They just don’t get it…
By John Seiler
“Humankind cannot bear very much reality,” said T.S. Eliot. Nowdays, of course, American university professors brand him a “sexist” because he didn’t say “peoplekind.” “Human” implies “man,” which excludes “woman,” and so is sexist.
But he sure was right about California politics. Consider the new blog by Brian Calle, our editor-in-chief. He writes about Steve Maviglio, the omnipresent Democratic activist, objecting to one of the state’s major pension reform reporters, Daniel Borenstein.

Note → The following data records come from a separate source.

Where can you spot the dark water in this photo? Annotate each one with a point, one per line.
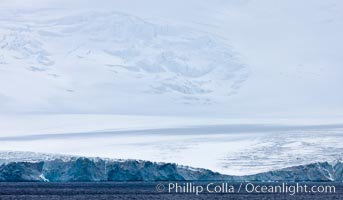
(144, 191)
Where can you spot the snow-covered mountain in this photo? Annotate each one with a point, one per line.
(110, 62)
(233, 58)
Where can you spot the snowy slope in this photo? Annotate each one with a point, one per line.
(237, 58)
(110, 62)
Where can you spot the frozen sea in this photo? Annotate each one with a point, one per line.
(234, 147)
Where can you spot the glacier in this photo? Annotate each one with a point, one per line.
(57, 168)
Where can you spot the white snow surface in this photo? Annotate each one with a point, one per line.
(238, 87)
(228, 146)
(221, 58)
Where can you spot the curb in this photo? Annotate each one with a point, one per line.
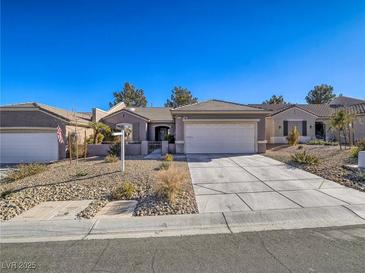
(180, 225)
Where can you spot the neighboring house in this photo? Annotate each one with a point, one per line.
(28, 132)
(312, 120)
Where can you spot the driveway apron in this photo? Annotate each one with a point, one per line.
(227, 183)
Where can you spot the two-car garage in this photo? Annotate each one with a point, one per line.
(27, 147)
(220, 136)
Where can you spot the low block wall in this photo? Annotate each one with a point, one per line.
(98, 150)
(133, 149)
(103, 149)
(172, 148)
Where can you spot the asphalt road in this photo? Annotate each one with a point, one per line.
(307, 250)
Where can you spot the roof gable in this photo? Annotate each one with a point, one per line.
(345, 101)
(81, 117)
(147, 113)
(217, 106)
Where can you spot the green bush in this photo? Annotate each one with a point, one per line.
(293, 137)
(168, 157)
(322, 142)
(111, 159)
(115, 149)
(124, 192)
(164, 165)
(25, 170)
(305, 158)
(169, 182)
(360, 146)
(81, 173)
(171, 139)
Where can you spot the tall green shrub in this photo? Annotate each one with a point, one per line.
(293, 137)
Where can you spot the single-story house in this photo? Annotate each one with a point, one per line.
(28, 132)
(147, 123)
(312, 120)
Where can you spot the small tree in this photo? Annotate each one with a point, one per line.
(100, 130)
(338, 122)
(293, 137)
(275, 100)
(131, 96)
(180, 97)
(321, 94)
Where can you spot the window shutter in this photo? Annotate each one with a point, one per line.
(285, 127)
(304, 128)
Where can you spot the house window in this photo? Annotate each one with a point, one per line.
(297, 124)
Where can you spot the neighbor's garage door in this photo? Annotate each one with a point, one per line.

I’ve relied on Borenstein’s excellent work for years.
Calle quotes Borenstein:
“Spotting my scheduled appearance on an upcoming conservative think-tank panel to discuss public-employee pensions, union spokesman Steve Maviglio went into Twitter attack mode last week.”
[email protected] branded me a ‘pension basher’ and called my ethics into question. His sad attempt to divert the debate badly mischaracterizes my position and further undermines serious discussion of a complex issue.”
And that’s what we need: a serious discussion — including from Maviglio.
Here are two news reports today:
It shows who’s really in control in California. It’s not Maviglio. It’s not Gov. Jerry Brown. It’s not the Democratic Party. It’s not the risible Republican Party. It’s not Treasurer Bill Lockyer.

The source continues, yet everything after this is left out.